1. Introduction

In this tutorial, we’ll understand the discipline of statistics and how it is a valuable tool in data science. We’ll begin by exploring general concepts and classifications of statistics and proceed to cover some of the popular statistical tools of interest in machine learning.

Statistics is developing and studying methods for collecting, analyzing, interpreting, and presenting data. More particularly, statistics is concerned with using data for decision-making in the context of uncertainty.

2. Basic Concepts in Statistics

Before we understand how statistics plays a vital role in machine learning, we must go through some of the fundamental concepts in statistics. These concepts form the basis of any statistical analysis, and we’ll often hear about them.
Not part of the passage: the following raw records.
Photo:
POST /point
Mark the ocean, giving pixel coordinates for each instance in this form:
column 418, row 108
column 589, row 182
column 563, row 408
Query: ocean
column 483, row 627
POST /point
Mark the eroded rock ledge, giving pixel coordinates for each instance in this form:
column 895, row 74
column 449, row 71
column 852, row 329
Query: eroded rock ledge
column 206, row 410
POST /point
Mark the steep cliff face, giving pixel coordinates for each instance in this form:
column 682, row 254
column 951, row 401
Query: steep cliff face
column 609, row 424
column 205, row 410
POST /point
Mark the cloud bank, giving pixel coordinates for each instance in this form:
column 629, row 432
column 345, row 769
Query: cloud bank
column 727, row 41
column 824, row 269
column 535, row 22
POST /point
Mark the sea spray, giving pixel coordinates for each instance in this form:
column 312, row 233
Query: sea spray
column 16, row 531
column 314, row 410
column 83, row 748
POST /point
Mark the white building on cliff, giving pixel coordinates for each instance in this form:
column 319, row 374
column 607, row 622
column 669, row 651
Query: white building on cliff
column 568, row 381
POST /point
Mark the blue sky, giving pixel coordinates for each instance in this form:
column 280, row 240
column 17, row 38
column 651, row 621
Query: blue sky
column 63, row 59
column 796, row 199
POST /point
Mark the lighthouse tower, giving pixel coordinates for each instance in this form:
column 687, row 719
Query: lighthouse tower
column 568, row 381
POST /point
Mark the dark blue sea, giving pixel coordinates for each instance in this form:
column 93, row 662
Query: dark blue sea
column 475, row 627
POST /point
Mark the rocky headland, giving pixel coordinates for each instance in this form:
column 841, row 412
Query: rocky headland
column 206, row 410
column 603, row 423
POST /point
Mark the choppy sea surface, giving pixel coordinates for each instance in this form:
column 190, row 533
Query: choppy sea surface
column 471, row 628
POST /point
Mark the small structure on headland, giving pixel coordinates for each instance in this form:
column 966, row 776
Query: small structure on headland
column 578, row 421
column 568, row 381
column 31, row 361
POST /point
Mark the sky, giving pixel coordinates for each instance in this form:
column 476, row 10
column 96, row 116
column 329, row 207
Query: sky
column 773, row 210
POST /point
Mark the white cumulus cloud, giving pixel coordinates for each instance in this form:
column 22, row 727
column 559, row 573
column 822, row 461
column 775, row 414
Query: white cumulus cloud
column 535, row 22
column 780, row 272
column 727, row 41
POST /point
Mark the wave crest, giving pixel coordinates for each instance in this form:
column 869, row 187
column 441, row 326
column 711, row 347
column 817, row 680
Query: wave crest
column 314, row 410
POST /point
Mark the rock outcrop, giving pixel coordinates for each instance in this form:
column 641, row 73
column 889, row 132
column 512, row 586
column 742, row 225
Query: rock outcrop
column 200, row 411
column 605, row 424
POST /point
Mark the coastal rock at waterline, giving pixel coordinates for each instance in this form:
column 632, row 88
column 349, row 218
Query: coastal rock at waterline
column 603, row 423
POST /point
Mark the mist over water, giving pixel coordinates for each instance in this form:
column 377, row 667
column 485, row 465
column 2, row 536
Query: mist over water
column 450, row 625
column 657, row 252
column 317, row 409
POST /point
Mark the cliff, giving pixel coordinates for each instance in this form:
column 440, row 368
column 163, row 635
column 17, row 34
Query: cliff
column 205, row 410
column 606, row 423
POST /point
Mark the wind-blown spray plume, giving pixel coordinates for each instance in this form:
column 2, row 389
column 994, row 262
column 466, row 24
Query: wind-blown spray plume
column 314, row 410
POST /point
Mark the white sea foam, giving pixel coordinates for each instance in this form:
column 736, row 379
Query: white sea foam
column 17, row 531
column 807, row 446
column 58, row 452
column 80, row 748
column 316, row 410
2.1. Population and Sample

The application of statistics starts with a statistical population, which represents a set of similar items or events that interest some question or experiment. For instance, “all people living in a country” or “every atom composing a crystal”:

Population Sample

If a population is large, statisticians often choose a subset of the population, called a statistical sample. For instance, “a thousand residents of a country”. Of course, we must be careful to choose an unbiased sample that accurately models the population.

2.2. Probability Distribution

Probability distribution is an important concept in statistics as it helps us to describe the populations of real-life variables, like the age of every individual in a city. It’s a mathematical function that gives the probabilities of the occurrence of different possible outcomes for an experiment:

Probability DistributionThe variable in consideration can be discrete or continuous. Hence, the probability distribution can be described by a probability mass function or a probability density function. Some popular probability distributions include the Standard distribution and the Binomial distribution.

2.3. Central Limit Theorem

Central Limit Theorem (CLT) states that for independent and identically distributed random variables, the sampling distribution of the standardized mean tends towards the standard normal distribution even if the original variables themselves are not normally distributed:

Central Limit Theorem

There have been several variations of CLT proposed over time. However, it remains a fundamental concept in the statistical analysis of data. This is because it helps estimate the population’s characteristics based on samples taken from it.

3. Methods of Statistical Analysis

We can use two main methods for statistical analysis of the sample data drawn from a population – descriptive statistics and inferential statistics. While descriptive statistics aims to summarize a sample, inferential statistics use that sample to learn about the population.

3.1. Descriptive Statistics

Descriptive statistics is the process of using and analyzing the summary statistic that quantitatively describes or summarizes features from a sample. Descriptive analytics provide simple summaries of the sample in the form of quantitative measures or visual graphs.

Some measures we often use to describe a data set include measures of central tendency, variability or dispersion, and actions of the shape of a probability distribution. Then several statistical graphic techniques further aid in visually describing the data set.

Descriptive statistics techniques are pretty helpful in performing empirical and analytical data analysis. In fact, exploratory data analysis (EDA) is an approach to analyzing data sets that package a collection of different summarization techniques.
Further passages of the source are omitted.